I am creating 50 different time series models for housing prices in each US state. I am using pyramid ARIMA to accomplish this.
The data is from a .csv with Date, State, and Median_Listing_Price columns.
I've created the models and would like to predict values beyond my existing data, but I have no idea how to do this.
I have a chart that looks like this:
And I want a chart that looks something like this:
I would also like to output the forecasted values to a new .csv.
Current code:
# Indexing and creating series
df = pd.read_csv(f'state_csvs/{state}.csv', parse_dates=['Date'], date_parser=dateparse, index_col=0, header=0)
data = df[['Median_Listing_Price']]
# Divide into train and validation set
train = data.loc['2013-11':'2017-01']
valid = data.loc['2017-02':]
# Building the model
model = auto_arima(train, start_p=1, start_q=1, max_p=3, max_q=3, m=12, start_P=0, seasonal=True, d=1, D=1,
trace=True, error_action='ignore', suppress_warnings=True)
model.fit(train)
forecast = model.predict(n_periods=len(valid))
forecast = pd.DataFrame(forecast, index=valid.index, columns=['Prediction'])
# Plot the predictions for validation set
plt.plot(train, label='Train')
plt.plot(valid, label='Valid')
plt.plot(forecast, label='Prediction')
plt.title(f'{state}')
plt.show()
You can use following code,
import matplotlib as plt
import pandas as pd
#you can continue your code with following code
#But you need to first get final parameters from auto_arima
model.summary() #for getting final parameters
#Look for output like >> Model: ARIMA(x, y, z)
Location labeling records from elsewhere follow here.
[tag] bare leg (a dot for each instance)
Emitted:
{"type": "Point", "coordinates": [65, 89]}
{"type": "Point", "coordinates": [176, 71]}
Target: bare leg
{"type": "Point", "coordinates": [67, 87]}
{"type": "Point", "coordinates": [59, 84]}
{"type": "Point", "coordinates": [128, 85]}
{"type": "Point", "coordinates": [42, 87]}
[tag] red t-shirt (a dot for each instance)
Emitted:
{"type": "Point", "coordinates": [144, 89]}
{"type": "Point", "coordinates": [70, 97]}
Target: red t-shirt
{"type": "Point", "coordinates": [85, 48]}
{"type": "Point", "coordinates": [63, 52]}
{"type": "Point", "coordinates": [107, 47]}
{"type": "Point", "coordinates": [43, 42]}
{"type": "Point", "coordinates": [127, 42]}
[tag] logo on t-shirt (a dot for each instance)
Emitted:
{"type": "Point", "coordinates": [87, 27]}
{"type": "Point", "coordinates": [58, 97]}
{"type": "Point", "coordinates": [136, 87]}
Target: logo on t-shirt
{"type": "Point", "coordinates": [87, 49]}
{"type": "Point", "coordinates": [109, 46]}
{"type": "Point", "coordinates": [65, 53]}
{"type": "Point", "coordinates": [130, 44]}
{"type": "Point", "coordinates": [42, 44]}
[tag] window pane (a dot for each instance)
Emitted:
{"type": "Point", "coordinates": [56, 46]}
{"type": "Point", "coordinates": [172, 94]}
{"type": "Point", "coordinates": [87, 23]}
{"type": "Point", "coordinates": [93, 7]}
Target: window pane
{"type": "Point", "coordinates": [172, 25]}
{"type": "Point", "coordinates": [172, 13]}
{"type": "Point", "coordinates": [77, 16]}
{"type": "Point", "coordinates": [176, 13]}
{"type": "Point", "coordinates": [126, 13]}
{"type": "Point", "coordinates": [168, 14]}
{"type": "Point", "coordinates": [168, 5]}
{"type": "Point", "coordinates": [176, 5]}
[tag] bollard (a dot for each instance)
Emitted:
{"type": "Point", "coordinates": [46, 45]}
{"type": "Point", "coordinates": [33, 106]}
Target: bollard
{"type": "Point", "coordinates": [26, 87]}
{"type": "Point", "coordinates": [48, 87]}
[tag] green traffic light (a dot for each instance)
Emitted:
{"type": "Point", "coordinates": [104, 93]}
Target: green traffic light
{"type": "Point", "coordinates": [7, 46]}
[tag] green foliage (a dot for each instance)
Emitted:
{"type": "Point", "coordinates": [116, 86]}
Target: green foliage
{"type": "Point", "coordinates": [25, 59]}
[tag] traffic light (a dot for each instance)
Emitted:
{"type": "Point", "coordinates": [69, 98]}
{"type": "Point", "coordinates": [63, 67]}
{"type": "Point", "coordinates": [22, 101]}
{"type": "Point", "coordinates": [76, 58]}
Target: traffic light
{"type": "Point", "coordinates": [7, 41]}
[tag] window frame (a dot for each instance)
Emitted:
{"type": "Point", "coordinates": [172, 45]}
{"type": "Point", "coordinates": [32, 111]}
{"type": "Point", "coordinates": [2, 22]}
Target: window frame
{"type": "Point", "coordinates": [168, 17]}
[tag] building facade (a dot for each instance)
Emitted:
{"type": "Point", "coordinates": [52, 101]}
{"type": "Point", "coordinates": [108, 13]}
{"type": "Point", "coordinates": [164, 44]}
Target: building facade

#Now use the following code after yours
model_future = ARIMA(df,order=(x, y, z))
results_future = model_future.fit()
predictions_future = results_future.predict(len(df),len(df)+12,typ = 'levels')
df.plot(legend=True , figsize = (12,8))
predictions_future.plot(legend= True)
#To add future predictions to csv you can use,
predictions_future.to_csv(path_to_folder)
Output in my case :
I have done it for 12 months into the future, you can have your own parameters set.